So much of his work is essential, but for the sake of brevity and for some people just starting out with Mozart, I'd say his five most _definitive_ works are:

Don Giovanni
Nozze de Figaro
'Great' Piano concertos (20 - 25)
Symphonies 35-41
Clarinet Quintet
Requiem


----------



## Art Rock (Nov 28, 2009)

^ five?

Clarinet concerto
Clarinet quintet
Requiem
Symphonies 40,41
Piano concertos 20-27


----------



## AfterHours (Mar 27, 2017)

StlukesguildOhio said:


> Well... I'm not a girl... stereotypical or otherwise... and yet I absolutely adore Mozart. J.S Bach is the only composer by whom I have more music and to whom I listen more (only slightly).

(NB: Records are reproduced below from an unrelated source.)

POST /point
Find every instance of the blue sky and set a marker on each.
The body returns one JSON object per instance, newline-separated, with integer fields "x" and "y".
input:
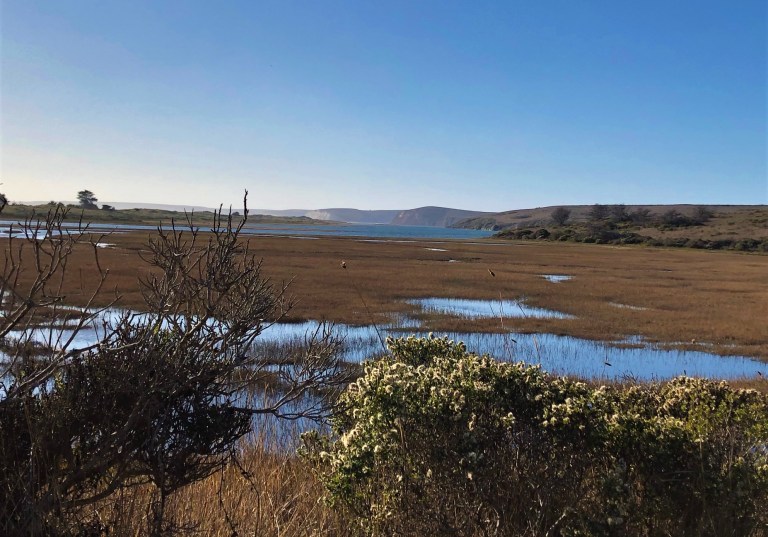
{"x": 385, "y": 105}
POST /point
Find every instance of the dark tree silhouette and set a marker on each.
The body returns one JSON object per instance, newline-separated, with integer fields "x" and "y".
{"x": 560, "y": 215}
{"x": 87, "y": 199}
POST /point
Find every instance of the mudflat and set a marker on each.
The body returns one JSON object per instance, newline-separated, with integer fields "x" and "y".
{"x": 709, "y": 300}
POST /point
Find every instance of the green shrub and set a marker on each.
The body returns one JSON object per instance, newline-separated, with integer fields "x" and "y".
{"x": 435, "y": 440}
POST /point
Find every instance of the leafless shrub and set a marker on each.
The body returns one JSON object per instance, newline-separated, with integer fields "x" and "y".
{"x": 160, "y": 398}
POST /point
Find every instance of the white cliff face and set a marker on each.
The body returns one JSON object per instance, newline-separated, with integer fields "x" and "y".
{"x": 319, "y": 215}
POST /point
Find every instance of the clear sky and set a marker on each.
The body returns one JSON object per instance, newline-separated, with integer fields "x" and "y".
{"x": 385, "y": 105}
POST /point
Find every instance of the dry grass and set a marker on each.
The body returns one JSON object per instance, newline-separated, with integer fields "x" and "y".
{"x": 717, "y": 299}
{"x": 270, "y": 492}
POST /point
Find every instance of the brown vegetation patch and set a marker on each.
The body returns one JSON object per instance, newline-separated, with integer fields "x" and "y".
{"x": 716, "y": 298}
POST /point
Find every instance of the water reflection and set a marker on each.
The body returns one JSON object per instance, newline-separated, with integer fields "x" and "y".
{"x": 556, "y": 278}
{"x": 475, "y": 309}
{"x": 563, "y": 355}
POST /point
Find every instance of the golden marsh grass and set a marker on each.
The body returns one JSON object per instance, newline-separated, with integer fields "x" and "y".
{"x": 718, "y": 299}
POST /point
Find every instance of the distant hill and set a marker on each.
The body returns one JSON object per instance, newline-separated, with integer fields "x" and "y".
{"x": 434, "y": 216}
{"x": 353, "y": 216}
{"x": 422, "y": 216}
{"x": 542, "y": 216}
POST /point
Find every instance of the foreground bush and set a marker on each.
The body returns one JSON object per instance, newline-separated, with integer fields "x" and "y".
{"x": 153, "y": 402}
{"x": 435, "y": 440}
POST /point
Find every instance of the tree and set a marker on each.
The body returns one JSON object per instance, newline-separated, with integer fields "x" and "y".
{"x": 161, "y": 397}
{"x": 598, "y": 212}
{"x": 640, "y": 216}
{"x": 619, "y": 213}
{"x": 87, "y": 199}
{"x": 701, "y": 214}
{"x": 560, "y": 215}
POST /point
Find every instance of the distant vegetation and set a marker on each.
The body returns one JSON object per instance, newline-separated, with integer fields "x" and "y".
{"x": 693, "y": 227}
{"x": 108, "y": 214}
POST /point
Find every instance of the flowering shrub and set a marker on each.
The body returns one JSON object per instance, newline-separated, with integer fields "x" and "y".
{"x": 433, "y": 439}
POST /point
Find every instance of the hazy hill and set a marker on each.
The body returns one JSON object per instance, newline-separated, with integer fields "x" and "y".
{"x": 434, "y": 216}
{"x": 355, "y": 216}
{"x": 422, "y": 216}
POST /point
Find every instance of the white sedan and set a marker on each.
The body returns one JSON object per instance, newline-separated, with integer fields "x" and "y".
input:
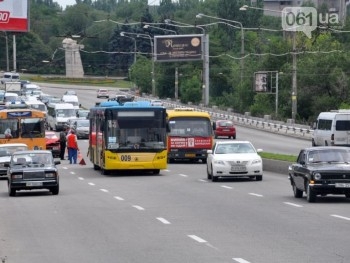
{"x": 234, "y": 159}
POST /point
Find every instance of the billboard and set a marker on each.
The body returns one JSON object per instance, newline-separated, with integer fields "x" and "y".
{"x": 171, "y": 48}
{"x": 14, "y": 15}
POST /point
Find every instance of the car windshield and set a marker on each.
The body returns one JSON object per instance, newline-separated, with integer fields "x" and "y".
{"x": 32, "y": 159}
{"x": 234, "y": 148}
{"x": 329, "y": 155}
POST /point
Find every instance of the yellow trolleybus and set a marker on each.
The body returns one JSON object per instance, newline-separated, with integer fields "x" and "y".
{"x": 129, "y": 136}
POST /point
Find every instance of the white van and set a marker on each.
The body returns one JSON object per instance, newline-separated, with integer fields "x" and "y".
{"x": 73, "y": 99}
{"x": 58, "y": 115}
{"x": 332, "y": 128}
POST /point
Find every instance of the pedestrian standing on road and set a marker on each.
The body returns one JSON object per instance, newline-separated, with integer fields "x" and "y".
{"x": 72, "y": 145}
{"x": 63, "y": 142}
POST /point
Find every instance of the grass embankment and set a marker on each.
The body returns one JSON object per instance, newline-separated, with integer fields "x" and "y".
{"x": 105, "y": 82}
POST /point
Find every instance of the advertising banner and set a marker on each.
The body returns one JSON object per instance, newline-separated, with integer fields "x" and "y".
{"x": 14, "y": 15}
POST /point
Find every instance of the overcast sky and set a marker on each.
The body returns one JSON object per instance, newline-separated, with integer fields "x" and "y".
{"x": 64, "y": 3}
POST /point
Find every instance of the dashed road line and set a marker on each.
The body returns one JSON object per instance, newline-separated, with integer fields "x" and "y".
{"x": 254, "y": 194}
{"x": 163, "y": 220}
{"x": 341, "y": 217}
{"x": 138, "y": 207}
{"x": 293, "y": 204}
{"x": 198, "y": 239}
{"x": 240, "y": 260}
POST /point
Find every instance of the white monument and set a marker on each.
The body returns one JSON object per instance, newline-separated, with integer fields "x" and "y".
{"x": 74, "y": 67}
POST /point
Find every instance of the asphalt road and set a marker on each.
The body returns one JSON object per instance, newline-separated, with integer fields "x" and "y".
{"x": 177, "y": 216}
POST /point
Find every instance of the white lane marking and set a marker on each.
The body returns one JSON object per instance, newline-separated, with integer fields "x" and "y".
{"x": 341, "y": 217}
{"x": 292, "y": 204}
{"x": 198, "y": 239}
{"x": 138, "y": 207}
{"x": 240, "y": 260}
{"x": 258, "y": 195}
{"x": 164, "y": 221}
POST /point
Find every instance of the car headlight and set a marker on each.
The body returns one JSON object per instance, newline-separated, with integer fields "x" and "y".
{"x": 256, "y": 161}
{"x": 317, "y": 176}
{"x": 50, "y": 175}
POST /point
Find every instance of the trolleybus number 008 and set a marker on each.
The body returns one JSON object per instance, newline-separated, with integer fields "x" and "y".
{"x": 125, "y": 158}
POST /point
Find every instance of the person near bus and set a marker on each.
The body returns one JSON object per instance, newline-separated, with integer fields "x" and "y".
{"x": 63, "y": 142}
{"x": 72, "y": 145}
{"x": 8, "y": 133}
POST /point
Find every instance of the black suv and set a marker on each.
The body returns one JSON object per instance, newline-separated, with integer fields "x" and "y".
{"x": 321, "y": 171}
{"x": 30, "y": 170}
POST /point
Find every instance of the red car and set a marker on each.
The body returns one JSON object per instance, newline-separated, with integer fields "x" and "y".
{"x": 53, "y": 143}
{"x": 224, "y": 128}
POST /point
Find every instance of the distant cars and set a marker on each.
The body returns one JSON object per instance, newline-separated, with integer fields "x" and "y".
{"x": 321, "y": 171}
{"x": 157, "y": 103}
{"x": 52, "y": 143}
{"x": 102, "y": 93}
{"x": 234, "y": 159}
{"x": 5, "y": 155}
{"x": 29, "y": 170}
{"x": 224, "y": 128}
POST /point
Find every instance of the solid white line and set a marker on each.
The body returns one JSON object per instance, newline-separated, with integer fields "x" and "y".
{"x": 164, "y": 221}
{"x": 292, "y": 204}
{"x": 240, "y": 260}
{"x": 138, "y": 207}
{"x": 341, "y": 217}
{"x": 198, "y": 239}
{"x": 256, "y": 194}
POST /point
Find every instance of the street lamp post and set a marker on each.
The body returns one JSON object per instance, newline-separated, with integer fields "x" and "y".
{"x": 152, "y": 52}
{"x": 200, "y": 15}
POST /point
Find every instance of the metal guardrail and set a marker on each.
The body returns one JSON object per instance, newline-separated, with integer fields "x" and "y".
{"x": 294, "y": 130}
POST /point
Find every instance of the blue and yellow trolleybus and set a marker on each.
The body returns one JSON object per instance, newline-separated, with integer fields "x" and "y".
{"x": 129, "y": 136}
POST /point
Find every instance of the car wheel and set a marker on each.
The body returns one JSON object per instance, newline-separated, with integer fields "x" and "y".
{"x": 310, "y": 195}
{"x": 12, "y": 192}
{"x": 55, "y": 190}
{"x": 297, "y": 193}
{"x": 213, "y": 178}
{"x": 208, "y": 173}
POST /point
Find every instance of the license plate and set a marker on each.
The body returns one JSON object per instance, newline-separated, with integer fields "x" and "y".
{"x": 342, "y": 185}
{"x": 34, "y": 184}
{"x": 238, "y": 168}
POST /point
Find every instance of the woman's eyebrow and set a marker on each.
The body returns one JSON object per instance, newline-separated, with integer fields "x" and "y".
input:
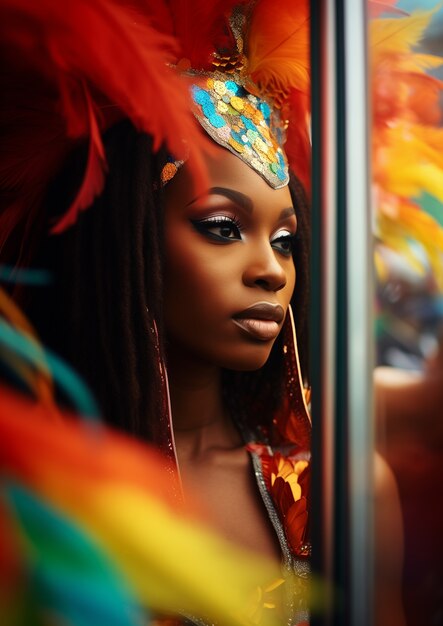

I'm not a girl either. And I'm far from stereotypical. Except Mozart is among my favorite artists in any form. Therefore, the first two statements may not be true, though I am sure hoping that I'm right about them, otherwise my life has been stranger than I ever thought possible.


----------



## Tallisman (May 7, 2017)

Tallisman said:


> So much of his work is essential, but for the sake of brevity and for some people just starting out with Mozart, I'd say his five most _definitive_ works are:
> 
> Don Giovanni
> Nozze de Figaro
> ...


*I meant 6...


----------



## Pugg (Aug 8, 2014)

AfterHours said:


> I'm not a girl either. And I'm far from stereotypical. Except Mozart is among my favorite artists in any form. Therefore, the first two statements may not be true, though I am sure hoping that I'm right about them, otherwise my life has been stranger than I ever thought possible.


As if onee gender has anything to so with taste / preference, you are fine the way you are, do not loose any sleep over it.


----------